By the following Monday, I dropped body fat and weight. I had to increase my carbs. I was eating and hardening up. My body really loved not being poisoned. Go figure! The increase in nutrients fueled my training. The recovery I was receiving filled my heart and woke up my soul. Every day, I woke up, hit a meeting, worked, then trained. The structure and discipline not only helped with my prep, but I was starting to love life. I felt great. I was lucky to be alive. I knew that. Every breath was a miracle. Not one of those breaths were wasted. I knew I was getting my pro card, or making the judges look like idiots, one more time. One hundred twenty meetings, 90 training sessions and by the grace of God, I earned two pro cards that weekend. The pro card was a symbol of my recovery not just from drinking, but from a life of codependency, abuse, and self-destruction.

This prep wasn’t all pink clouds and happy miracles. The result of my arrest stuck with me for a while. At one of the most vulnerable points in my life. I’ll never forget who was there and who wasn’t. Addiction is merely one, usually of many symptoms, there is a bigger problem. Somewhere, some time ago, I developed the notion I was not loveable. There were things “wrong” with me. As long as I can remember I thought these things. I still do sometimes. Now, the difference is I know it’s not true. It’s just the mental illness part of my addiction/codependency. I have tools now that I can access. Just like equipment for training and developing strength where there was once weakness. When we suffer in these miss beliefs about ourselves, we deteriorate. We hand ourselves over to darkness. We must train our brains. We can’t just focus on our body. We create imbalances when we do that and we can’t sustain it for long. The tools I use for my mind-training are first, God. Then I have accumulated people, literature, podcasts, meditation, and many other things to get me out of that destructive way of thinking and back to my true self. The one who loves and wants to be loved. The one that was pure before the abuse and family dysfunction. The child, still inside before all the ugliness happened, who is precious, happy and free.

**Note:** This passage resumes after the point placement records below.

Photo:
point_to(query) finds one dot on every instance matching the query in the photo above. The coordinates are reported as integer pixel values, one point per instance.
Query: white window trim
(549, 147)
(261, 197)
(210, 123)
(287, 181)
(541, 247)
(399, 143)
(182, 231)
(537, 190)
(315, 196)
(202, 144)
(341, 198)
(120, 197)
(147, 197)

The featured picture here was the day before my last drink. I had canceled this shoot two other times because I was too sick from drinking the day before. I felt horrible and wanted to die. You can't see this kind of sickness. it's isolating and absolutely destructive. If you need help, please get it. You do not need to suffer this way. I hope my story helps you in some way. I pray you can find the inner child in you. That your days are full of hope and gratitude and your nights are peaceful without the fear of “what if’s” keeping you awake at night. Keep the hope in your heart and be the person you need in your life. Remember, you may have been a victim, but you are not one now. If you are, start reaching out. Get help. Thank you so much for following along. Please feel free to question and/or comment. I want to be here for you. It helps me more than it does you. God bless!